Fidèle à ses habitudes (et nous n’en attendons pas moins), la mise en scène d’Alexandre Faitrouni se fond avec le propos. Les praticables sont déplacés à vue, suggérant une sorte de tourbillon existentiel. Enrichi par quelques ajouts de textes et de scènes théâtrales, les tableaux de chansons marquent nos esprits : la scène en voiture allie simplicité et ingéniosité dans des répliques entremêlées ; le tableau du repas est chorégraphié avec accessoires et vaisselle (clin d’œil à des scènes de musicals), ou encore le final bouleversant, où les élèves, face public, reprennent des extraits réels de messages laissés par des victimes des attentats du 11 septembre – un moment de vérité qui n’est pas sans rappeler l’émotion de Come From Away.

Les thèmes abordés sont profonds : la disparition, la mémoire, la transmission. La question du deuil donne une unité émotionnelle à ce patchwork musical. L’ensemble peut désarçonner : il faut accepter de se laisser porter, sans chercher un fil narratif classique ; nous y voyons davantage un voyage philosophique et musical. Mais le spectacle réserve aussi des moments de légèreté, des sourires au détour d’un souvenir joyeux ou d’une réplique décalée.

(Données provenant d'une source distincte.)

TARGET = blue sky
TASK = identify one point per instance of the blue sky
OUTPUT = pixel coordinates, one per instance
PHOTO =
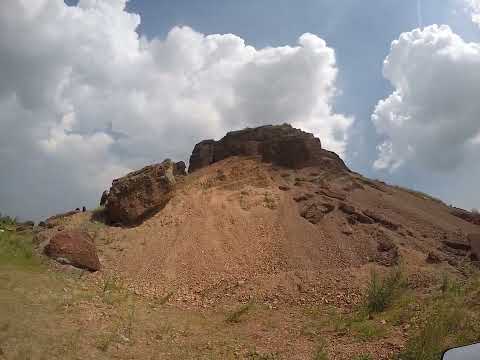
(75, 76)
(360, 32)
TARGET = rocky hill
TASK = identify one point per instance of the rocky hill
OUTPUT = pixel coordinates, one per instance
(267, 212)
(268, 248)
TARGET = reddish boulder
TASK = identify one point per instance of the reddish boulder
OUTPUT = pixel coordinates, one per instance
(433, 258)
(387, 252)
(281, 145)
(103, 199)
(75, 248)
(140, 194)
(314, 212)
(472, 217)
(474, 240)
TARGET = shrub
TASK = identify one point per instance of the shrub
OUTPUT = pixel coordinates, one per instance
(380, 292)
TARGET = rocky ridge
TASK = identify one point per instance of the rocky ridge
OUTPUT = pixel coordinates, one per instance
(280, 145)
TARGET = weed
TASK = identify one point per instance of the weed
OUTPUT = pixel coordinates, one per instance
(320, 353)
(363, 357)
(368, 330)
(160, 301)
(254, 355)
(269, 201)
(446, 321)
(380, 292)
(105, 340)
(234, 317)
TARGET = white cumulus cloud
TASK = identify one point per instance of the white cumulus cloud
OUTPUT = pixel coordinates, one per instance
(84, 99)
(432, 118)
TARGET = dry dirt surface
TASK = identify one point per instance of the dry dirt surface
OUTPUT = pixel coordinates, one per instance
(246, 261)
(235, 230)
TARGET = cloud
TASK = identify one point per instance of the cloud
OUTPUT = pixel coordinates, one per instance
(432, 117)
(84, 99)
(474, 6)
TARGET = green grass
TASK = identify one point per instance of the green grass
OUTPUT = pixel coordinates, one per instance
(448, 319)
(17, 250)
(320, 353)
(363, 357)
(381, 291)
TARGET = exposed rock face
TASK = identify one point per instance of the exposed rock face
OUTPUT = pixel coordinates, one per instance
(474, 240)
(25, 226)
(281, 145)
(75, 248)
(469, 216)
(103, 199)
(387, 252)
(140, 194)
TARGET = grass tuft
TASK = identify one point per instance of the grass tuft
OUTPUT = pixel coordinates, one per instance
(381, 292)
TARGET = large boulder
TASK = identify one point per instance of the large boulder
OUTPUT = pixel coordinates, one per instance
(474, 240)
(281, 145)
(142, 193)
(470, 216)
(75, 248)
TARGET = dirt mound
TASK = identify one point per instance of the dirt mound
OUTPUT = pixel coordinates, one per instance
(249, 226)
(242, 228)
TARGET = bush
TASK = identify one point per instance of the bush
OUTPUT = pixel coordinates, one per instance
(449, 320)
(380, 292)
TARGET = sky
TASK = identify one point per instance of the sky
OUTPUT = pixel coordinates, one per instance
(93, 89)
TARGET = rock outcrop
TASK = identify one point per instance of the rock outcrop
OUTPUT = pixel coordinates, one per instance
(75, 248)
(281, 145)
(470, 216)
(474, 240)
(142, 193)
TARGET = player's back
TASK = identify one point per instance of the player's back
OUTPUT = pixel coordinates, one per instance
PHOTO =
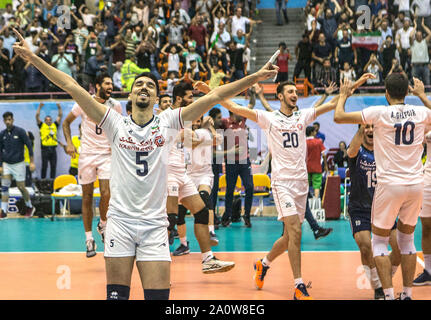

Une performance collective empreinte de sincérité
Elegies bouleverse les habitudes. Ici, pas de rôles principaux, ni de distribution par doublons. Tous les élèves partagent la scène dans une dynamique résolument collective. Chaque élève a tour à tour son moment de lumière, avant de se fondre dans le groupe. Le résultat : une performance chorale dense, où les harmonies prennent le pas sur les démonstrations individuelles. Si cela peut empêcher certaines individualités de pleinement se démarquer, cela renforce aussi l’esprit d’équipe et donne à voir une cohésion rare. Ce pari de la solidarité scénique est à saluer : il traduit une volonté d’unité et de mise au service de l’œuvre plutôt que de l’ego.
Les élèves réussissent à s’approprier un matériau singulier, à en exprimer les émotions multiples, tout en maintenant un niveau constant de rigueur vocale, de présence scénique et de précision chorégraphique, ce qui n’a rien d’évident. Les déplacements nombreux, les jeux de regards, les nuances d’interprétation témoignent d’un engagement profond. Même si l’œuvre peut laisser certains spectateurs un peu décontenancés, elle offre à chacun la possibilité de s’identifier à l’un ou l’autre des tableaux, en fonction de son vécu, de sa sensibilité propre. Chacun y trouvera un écho personnel, une chanson qui réveille un souvenir.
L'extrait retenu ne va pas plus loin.